Comment by Richard allen Subscribed to comments via email
2009-01-14 12:22:17

In the retail end of this whole debacle, the reality in the auto industry is that American cunsumers are purchacing Japenese automobiles more than ever before! The perception is that there is a substantial difference in quality, and resale cannot be matched by detriot’s product. I see this day in and day out – the only exception being the full size truck – Suv market. Ive been the Used Car Manager(Ford) for the largest dealer group in wisconsin for 4 years and have been in the buiz for 13years. In that time I’ve sold new: Toyota, Honda, Nisssan, VW, Chevrolet, Buick, Pontiac, GMC and Mazda vehicles.
I can say confidently that ford motor company’s product has achieved excellence on par with any of the foriegn products. So then, why are sales so tough to come by these days? The simple but factually accurate answer is perception. However, perception isin’t necessarily reality, but reality(slumping sales)is truely perception’s child. I think that detroit would do well to rid itself of socialistic tendencies, especially given that the competition more closely adhers to free market ideals and pays almost half for labor. At the turn of the century – industrial revolution times, when 12 year olds were chained to dangerous textile machinery, labor union’s had at least one worthwile purpose, but today they serve they’re own needs, lineing the pockets of few, and influencing many. Most people are unaware that the father of Communism karl Marks visited our nation for a time, and his critique was that once the people realize that they can vote themselves the money the system will bankrupt itself. Detroit is a victim of these time tested, failed ideologies.
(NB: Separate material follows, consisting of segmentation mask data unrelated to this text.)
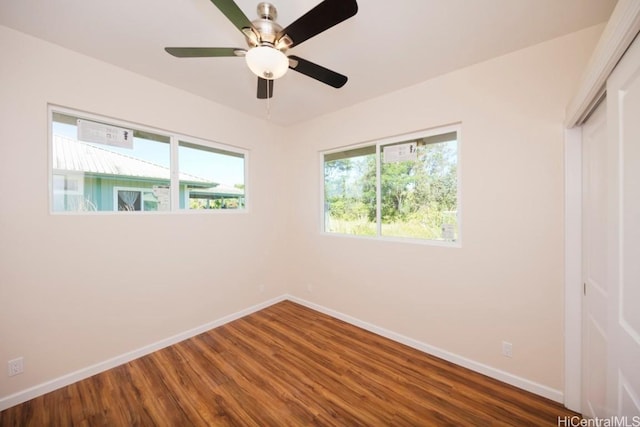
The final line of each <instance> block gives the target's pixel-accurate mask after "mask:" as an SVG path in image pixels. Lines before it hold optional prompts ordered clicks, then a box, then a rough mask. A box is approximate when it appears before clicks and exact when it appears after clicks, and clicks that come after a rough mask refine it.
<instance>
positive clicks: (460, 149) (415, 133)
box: [318, 123, 463, 248]
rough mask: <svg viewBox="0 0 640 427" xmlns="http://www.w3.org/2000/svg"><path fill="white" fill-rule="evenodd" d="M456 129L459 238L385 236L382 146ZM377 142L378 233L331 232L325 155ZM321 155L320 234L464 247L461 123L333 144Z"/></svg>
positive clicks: (375, 144) (442, 246)
mask: <svg viewBox="0 0 640 427" xmlns="http://www.w3.org/2000/svg"><path fill="white" fill-rule="evenodd" d="M450 132H456V134H457V137H458V139H457V154H458V163H457V188H456V197H457V202H458V211H457V214H456V216H457V220H458V238H457V239H456V240H455V241H443V240H428V239H417V238H411V237H394V236H383V235H382V233H381V231H382V230H381V228H382V221H381V218H380V216H381V209H380V204H381V194H380V192H381V191H382V190H381V185H380V179H381V177H380V151H381V147H382V146H384V145H389V144H395V143H398V142H403V141H407V140H411V139H418V138H427V137H430V136H435V135H441V134H444V133H450ZM373 145H375V147H376V205H377V206H376V235H375V236H361V235H356V234H341V233H330V232H328V231H326V225H325V222H326V218H325V199H324V194H325V191H324V184H325V180H324V156H325V155H326V154H332V153H338V152H341V151H345V150H353V149H358V148H363V147H371V146H373ZM318 159H319V165H320V167H319V177H320V178H319V180H320V186H319V188H320V224H319V225H320V234H321V235H323V236H327V237H336V238H352V239H365V240H377V241H384V242H401V243H415V244H421V245H427V246H442V247H449V248H461V247H462V228H463V225H462V123H454V124H450V125H445V126H439V127H434V128H428V129H423V130H419V131H416V132H411V133H405V134H401V135H395V136H391V137H386V138H382V139H376V140H372V141H367V142H362V143H358V144H353V145H346V146H340V147H336V148H332V149H330V150H323V151H319V152H318Z"/></svg>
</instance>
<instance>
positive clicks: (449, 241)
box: [323, 127, 460, 242]
mask: <svg viewBox="0 0 640 427" xmlns="http://www.w3.org/2000/svg"><path fill="white" fill-rule="evenodd" d="M388 141H389V140H388ZM391 141H393V142H386V143H385V142H380V143H378V144H372V145H368V146H364V147H358V148H353V149H347V150H343V151H339V152H331V153H325V154H324V170H323V172H324V229H325V231H326V232H329V233H341V234H353V235H360V236H378V237H394V238H407V239H420V240H430V241H442V242H456V241H458V240H459V234H460V232H459V220H458V218H459V201H458V149H459V142H458V131H457V130H456V128H453V127H449V128H447V129H446V130H445V129H443V130H442V131H440V133H434V132H433V131H430V132H429V133H427V132H425V133H422V134H414V135H411V136H407V137H406V139H401V138H397V139H394V140H391ZM378 196H379V200H378Z"/></svg>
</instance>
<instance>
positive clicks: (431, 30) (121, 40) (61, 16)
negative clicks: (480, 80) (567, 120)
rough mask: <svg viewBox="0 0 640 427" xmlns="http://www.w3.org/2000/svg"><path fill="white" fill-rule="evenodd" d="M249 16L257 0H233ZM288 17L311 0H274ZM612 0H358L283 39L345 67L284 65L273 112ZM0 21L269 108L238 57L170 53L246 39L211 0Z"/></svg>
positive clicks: (598, 7) (317, 99)
mask: <svg viewBox="0 0 640 427" xmlns="http://www.w3.org/2000/svg"><path fill="white" fill-rule="evenodd" d="M236 2H237V4H238V6H239V7H240V8H241V9H242V10H243V11H244V13H245V14H246V15H247V17H248V18H249V19H250V20H253V19H255V18H256V12H255V8H256V5H257V3H258V1H257V0H236ZM273 2H274V4H275V6H276V7H277V8H278V15H279V16H278V22H279V23H280V24H281V25H282V26H283V27H286V26H287V25H288V24H289V23H291V22H293V21H294V20H295V19H297V18H298V17H300V16H301V15H303V14H304V13H305V12H307V11H308V10H309V9H311V8H313V7H314V6H315V5H316V4H317V3H318V2H319V1H318V0H273ZM615 3H616V0H395V1H393V2H391V1H388V0H386V1H383V0H359V11H358V13H357V14H356V15H355V16H354V17H353V18H350V19H349V20H347V21H345V22H343V23H341V24H339V25H338V26H336V27H333V28H331V29H329V30H328V31H326V32H324V33H322V34H320V35H318V36H316V37H314V38H312V39H310V40H308V41H306V42H304V43H302V44H301V45H299V46H296V47H295V48H293V49H291V50H290V51H289V53H290V54H295V55H297V56H300V57H302V58H304V59H307V60H309V61H312V62H315V63H317V64H319V65H322V66H325V67H327V68H330V69H332V70H335V71H337V72H340V73H342V74H345V75H347V76H348V77H349V81H348V83H347V84H346V85H345V86H344V87H343V88H342V89H334V88H332V87H329V86H326V85H324V84H321V83H319V82H317V81H315V80H313V79H310V78H309V77H306V76H304V75H302V74H299V73H296V72H292V71H291V70H290V71H289V72H288V73H287V74H286V75H285V76H284V77H283V78H282V79H280V80H277V81H276V82H275V89H274V98H273V99H272V100H271V101H270V109H271V120H272V121H273V122H275V123H278V124H281V125H290V124H294V123H297V122H301V121H304V120H308V119H311V118H313V117H316V116H318V115H322V114H326V113H328V112H331V111H335V110H339V109H341V108H345V107H347V106H350V105H353V104H356V103H359V102H362V101H364V100H367V99H370V98H373V97H377V96H380V95H382V94H384V93H388V92H391V91H395V90H398V89H401V88H404V87H407V86H410V85H413V84H416V83H418V82H421V81H424V80H427V79H429V78H432V77H435V76H438V75H441V74H444V73H447V72H450V71H452V70H455V69H458V68H461V67H465V66H468V65H471V64H474V63H478V62H481V61H484V60H487V59H490V58H493V57H496V56H499V55H502V54H505V53H508V52H512V51H514V50H518V49H521V48H524V47H527V46H531V45H534V44H537V43H540V42H542V41H545V40H549V39H552V38H555V37H559V36H561V35H564V34H568V33H571V32H574V31H577V30H580V29H582V28H586V27H589V26H592V25H596V24H599V23H602V22H605V21H606V20H607V19H608V18H609V15H610V14H611V11H612V10H613V7H614V6H615ZM0 25H5V26H7V27H10V28H14V29H16V30H18V31H22V32H24V33H27V34H31V35H34V36H36V37H39V38H42V39H45V40H48V41H50V42H53V43H56V44H58V45H61V46H64V47H66V48H69V49H71V50H74V51H77V52H80V53H83V54H85V55H88V56H91V57H94V58H97V59H100V60H103V61H105V62H108V63H111V64H114V65H117V66H119V67H122V68H125V69H128V70H131V71H133V72H136V73H139V74H143V75H146V76H148V77H150V78H153V79H156V80H159V81H161V82H164V83H166V84H169V85H171V86H175V87H178V88H181V89H184V90H186V91H189V92H192V93H194V94H197V95H200V96H203V97H205V98H208V99H210V100H212V101H215V102H217V103H220V104H223V105H227V106H229V107H231V108H234V109H237V110H240V111H243V112H245V113H247V114H250V115H253V116H256V117H260V118H266V117H267V113H266V110H267V101H265V100H258V99H256V78H255V77H254V76H253V75H252V74H251V72H250V71H249V70H248V68H247V67H246V65H245V63H244V60H243V59H242V58H197V59H193V58H189V59H178V58H174V57H172V56H170V55H169V54H167V53H165V52H164V49H163V48H164V47H165V46H212V47H242V48H244V47H245V43H244V37H243V35H242V34H241V33H240V32H239V31H238V30H237V29H236V28H235V27H234V26H233V25H232V24H231V23H229V22H228V21H227V19H226V18H225V17H224V16H223V15H222V13H220V12H219V11H218V9H217V8H216V7H215V6H214V5H213V4H212V3H211V2H210V0H161V1H158V0H133V1H132V0H2V1H0Z"/></svg>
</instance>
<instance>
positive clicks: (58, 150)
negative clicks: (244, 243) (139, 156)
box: [52, 135, 244, 212]
mask: <svg viewBox="0 0 640 427" xmlns="http://www.w3.org/2000/svg"><path fill="white" fill-rule="evenodd" d="M52 154H53V156H52V157H53V158H52V161H53V163H52V167H53V180H52V186H53V192H52V209H53V211H54V212H64V211H169V210H170V206H169V200H170V170H169V168H166V167H164V166H160V165H156V164H153V163H150V162H148V161H145V160H141V159H137V158H134V157H131V156H127V155H123V154H120V153H116V152H113V151H109V150H107V149H105V148H102V147H100V146H96V145H93V144H87V143H85V142H81V141H77V140H74V139H70V138H66V137H62V136H59V135H54V137H53V144H52ZM179 182H180V188H179V206H180V208H181V209H212V208H240V207H243V206H244V190H241V189H238V188H234V187H226V186H222V185H220V184H219V183H216V182H212V181H210V180H207V179H204V178H200V177H197V176H194V175H189V174H184V173H180V177H179Z"/></svg>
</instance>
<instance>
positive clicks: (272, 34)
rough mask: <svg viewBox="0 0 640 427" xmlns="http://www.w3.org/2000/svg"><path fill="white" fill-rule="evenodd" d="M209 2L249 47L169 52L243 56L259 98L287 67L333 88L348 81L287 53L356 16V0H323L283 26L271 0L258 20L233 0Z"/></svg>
mask: <svg viewBox="0 0 640 427" xmlns="http://www.w3.org/2000/svg"><path fill="white" fill-rule="evenodd" d="M211 2H212V3H213V4H214V5H215V6H216V7H217V8H218V9H220V12H222V13H223V14H224V15H225V16H226V17H227V19H228V20H229V21H231V23H232V24H233V25H234V26H235V27H236V28H238V29H239V30H240V31H241V32H242V34H244V36H245V39H246V42H247V45H248V49H242V48H233V47H166V48H165V50H166V51H167V52H168V53H170V54H171V55H173V56H175V57H178V58H204V57H225V56H238V57H244V58H245V60H246V62H247V65H248V66H249V69H251V71H252V72H253V73H254V74H255V75H257V76H258V98H259V99H267V98H271V97H272V96H273V81H274V80H275V79H278V78H280V77H282V76H283V75H284V74H285V73H286V72H287V69H289V68H291V69H292V70H294V71H297V72H299V73H301V74H304V75H306V76H308V77H311V78H313V79H315V80H318V81H320V82H322V83H325V84H327V85H329V86H332V87H334V88H341V87H342V86H344V85H345V83H347V77H346V76H344V75H342V74H340V73H336V72H335V71H332V70H329V69H327V68H325V67H322V66H320V65H317V64H314V63H313V62H310V61H307V60H306V59H302V58H300V57H298V56H295V55H287V54H286V52H287V50H289V49H291V48H293V47H294V46H297V45H299V44H300V43H302V42H304V41H306V40H308V39H310V38H311V37H314V36H316V35H318V34H320V33H322V32H323V31H325V30H328V29H329V28H331V27H333V26H334V25H337V24H339V23H340V22H342V21H344V20H346V19H349V18H350V17H352V16H353V15H355V14H356V13H357V12H358V4H357V3H356V0H324V1H322V2H321V3H320V4H318V5H317V6H316V7H314V8H313V9H311V10H310V11H308V12H307V13H305V14H304V15H303V16H301V17H300V18H298V19H297V20H296V21H294V22H293V23H292V24H290V25H289V26H288V27H286V28H284V29H283V28H282V27H281V26H280V25H278V23H277V22H276V19H277V18H278V12H277V10H276V8H275V6H273V5H272V4H271V3H267V2H262V3H259V4H258V7H257V11H258V19H256V20H254V21H249V18H247V17H246V16H245V14H244V13H243V12H242V10H240V8H239V7H238V5H237V4H236V3H235V2H234V1H233V0H211Z"/></svg>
Comment by bluffguy Subscribed to comments via email
2009-01-20 09:23:36

Well said, you seem to be one of the few who understands the situation. If Ford can find a way to overcome the perception with reality, they can own the market with a combination of their more recent new products ( Fusion, new Focus, Taurus ) and their market dominating products such as F Series, Econoline, and even Explorer which still leads the pack even if it is a much smaller pack. They must overcome the perceptions to regain the market share that their products deserve.